Alle mie spalle, il mare sonnecchia in attesa di domani. Il caldo si deposita ovunque come polvere o neve. Anche stasera la balera è pronta per accogliere chiunque voglia esibirsi in danze più o meno bizzarre. Quasi tutti agitano nervosamente un bicchiere o divorano pizzette di qualità non indimenticabile. Quasi in silenzio. L’atmosfera è ovattata come prima dell’inizio di una messa o di un funerale. Ognuno attende che qualcun altro rompa il ghiaccio e si getti sulla pista, scevro da qualsivoglia timidezza per farsi poi cullare dalla musica.
Poco prima di essere trascinato anch’io al centro della pista, si diffonde nell’aria una canzonetta di Pupo del 1979. Tutti coloro, non più giovani adulti come il sottoscritto, ne conoscono a memoria le parole.
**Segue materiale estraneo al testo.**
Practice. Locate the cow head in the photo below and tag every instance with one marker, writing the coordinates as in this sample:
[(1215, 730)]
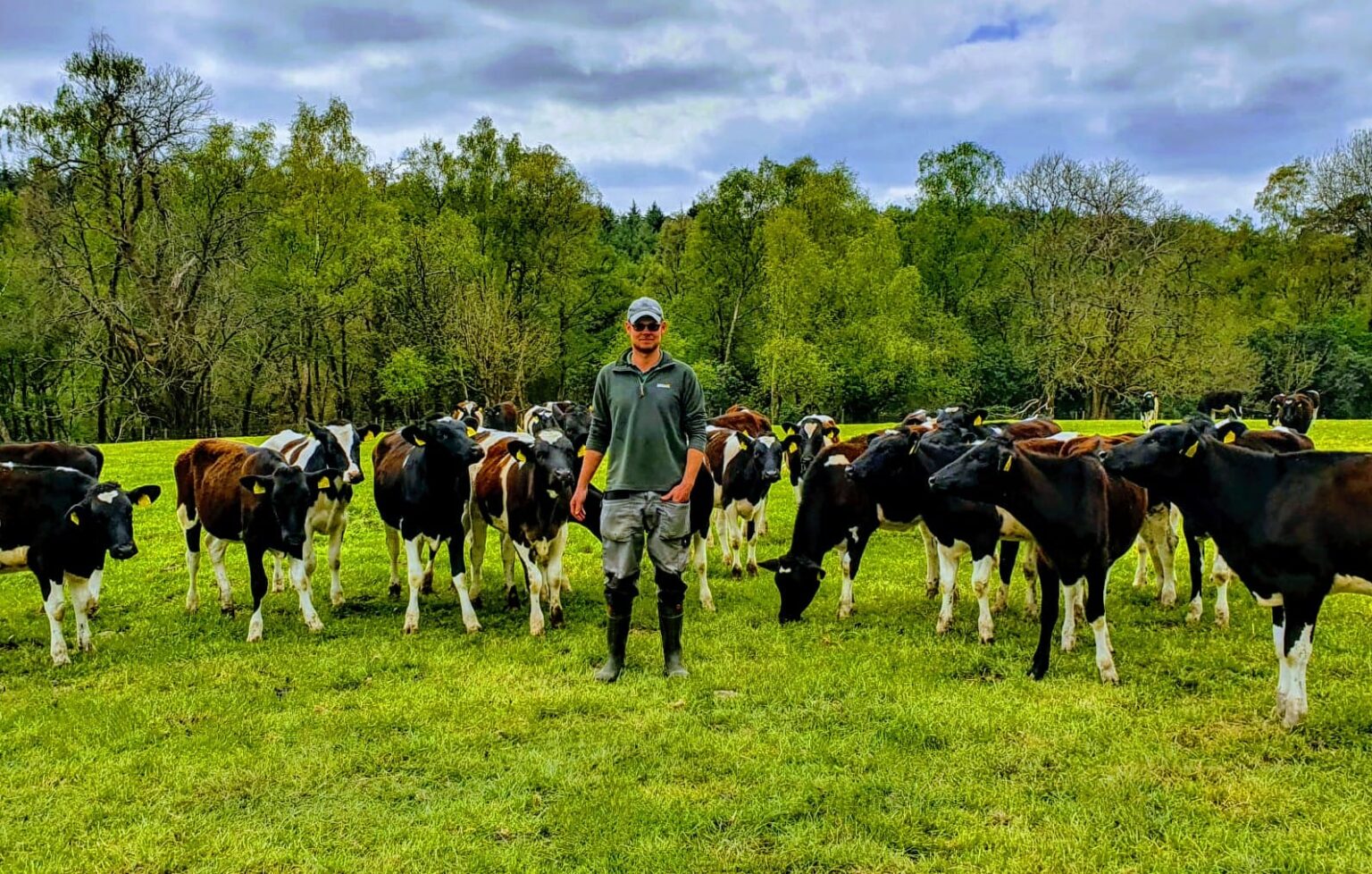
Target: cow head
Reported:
[(763, 456), (798, 582), (1159, 458), (105, 517), (445, 438), (289, 492), (978, 474), (573, 420), (553, 458)]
Alla mia sinistra, una signora non riesce a contenersi. Accompagna la canzone con gioia infantile e danza sulla sedia e sorride e batte le mani a tempo. Ad occhi chiusi. Sta tornando indietro nel tempo, inebriandosi. Si rivede magari ragazza, con troppi sogni nel cuore. E mi viene naturale chiedermi se sia riuscita a raggiungerne anche soltanto uno. Il più importante.
La guardo. Avrà circa 55 anni. Ne dimostra 10 di più. Sfoggia con elegante naturalezza i suoi 100 kg. La freschezza dei 20 anni non c’è più da troppo tempo. I suoi seni, un tempo fonte di gioia e di vita, sono stati sconfitti dalla forza di gravità in maniera davvero grottesca e inesorabile. Indossa un tristissimo vestito nero XXXXL. Ma sorride. Una luce le attraversa il sorriso e la rende bellissima. Canta e accompagna la musica con innata femminilità.
“E così, te ne vai
Forse mi mancherai
Non si può stare soli
Amo te, niente più”
Lalala lalalà pam pim pam pim
Papara parapa bin bin bom bom….
Al centro della pista una coppia apre le danze. Il tipo dall’aria simpatica, che si agita in maniera abbastanza ridicola con la sua giovane accompagnatrice, è appena uscito di galera. Mi si dice. Sfruttamento della prostituzione. 5 anni di soggiorno obbligato nelle patrie galere.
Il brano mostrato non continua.